After a successful inspection, the empty pallets are transported to the loader. This loads the pallets in up to two layers, depending on the production mode. The loaded pallet is then secured by a horizontal strapper and a vertical strapper using plastic cords. After securing of the pallet the pallet enters a stacking device which places the pallets on top of each other, depending on the production mode. From here the pallets, which are now ready for shipping, are conveyed to the double output from where they are picked up by the forklift operator. With regard to automation, the KEG dry part is designed as a stand-alone solution with signal exchange with the filling. A total of six different keg types and two pallet types can be processed.

BMS: Only the static and dynamic design of the machine technology was adapted to the higher masses to be processed.
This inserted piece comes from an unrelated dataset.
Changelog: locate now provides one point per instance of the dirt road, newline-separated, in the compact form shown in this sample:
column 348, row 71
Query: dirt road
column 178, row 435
In addition, a gripper head was developed for the new conditions such as weight and pack variety

„Superb operation from the very first day“

“As the first implemented KEG line ever, the solution ran perfectly from day one. The concept with the well-proven portal-type system worked excellently”, Böttcher recalls. Which is not really surprising, as the system engineering operates in the same way as with beverage crates. Merely the static and dynamic design required adjustment to the larger masses. In addition, a gripper head was developed to cope with the new conditions such as weight and pack variety.
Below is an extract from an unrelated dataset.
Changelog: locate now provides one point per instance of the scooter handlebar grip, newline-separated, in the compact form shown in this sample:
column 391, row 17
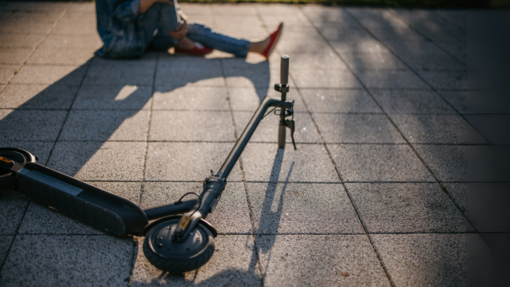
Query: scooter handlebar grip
column 284, row 70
“Particularly the reduced amount of conversion work required for pack changeovers as well as the new functions mean a significant reduction in work and time”, Böttcher is delighted to add. For instance, when changing from 15 l kegs to 50 l kegs the different keg height is adjusted via the programme preselection. The fine adjustment is then carried out by the palletiser with its sensor system. To perform the changeover the operator merely has to adjust a light barrier at the unloader and two position holders on the loader to enable the exact clamping of the new layer pattern.
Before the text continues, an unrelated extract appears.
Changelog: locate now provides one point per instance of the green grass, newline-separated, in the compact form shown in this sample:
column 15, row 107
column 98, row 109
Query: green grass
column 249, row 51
Problem Covid-19: if there is no demand, there is no palletising

The installation and commissioning under the sudden Covid-19 conditions was a huge challenge. Not only with regard to the extensive hygiene measures. Böttcher goes on to explain: “Just when we were about to start commissioning, the demand for draft beer stagnated due to the Covid restrictions. And no demand means no filling and also no palletising. The actual implementation, including the final acceptance was therefore delayed through no one's fault.”


Performance beyond reproach

Despite the Covid pandemic, the performance was excellent. And it remains so to this day, Böttcher concludes: “Both the plant and the cooperation met our expectations and the work was carried out to our fullest satisfaction. Also the subsequent order for another plant says it all, I think.“

BMSIn this way, the KEG palletiser is very compact, highly flexible and particularly suitable for the output range above 100 barrels per hour

Kölsch – the history of a beer specialty - source: frueh.de

The first brewer from Cologne to be mentioned in writing was Henricus Medebruwer (“mead brewer”) from Bechergasse in 1285. It was not until over 100 years later, in 1396, that the Cologne brewers’ guild was founded (Zunft der Kölner Brauer). However, they did not brew Kölsch as we know it today. At that time, instead of using hops, beer was brewed with gruit (a mixture of various herbs) and underwent “wild fermentation”. The people of Cologne seemed to like it – and in 1392, for instance, 32,000 hectolitres of gruit beer were already being brewed.


It was not until the beginning of the 15th century that hops were introduced into Cologne’s beer and sold to the people of Cologne as Keutebier. This was the starting shot for a remarkable success story: today, the top-fermented light, yeasty beer is considered a regional specialty and is only allowed to be made in Cologne and the surrounding area, and only served in the so-called Stange glass.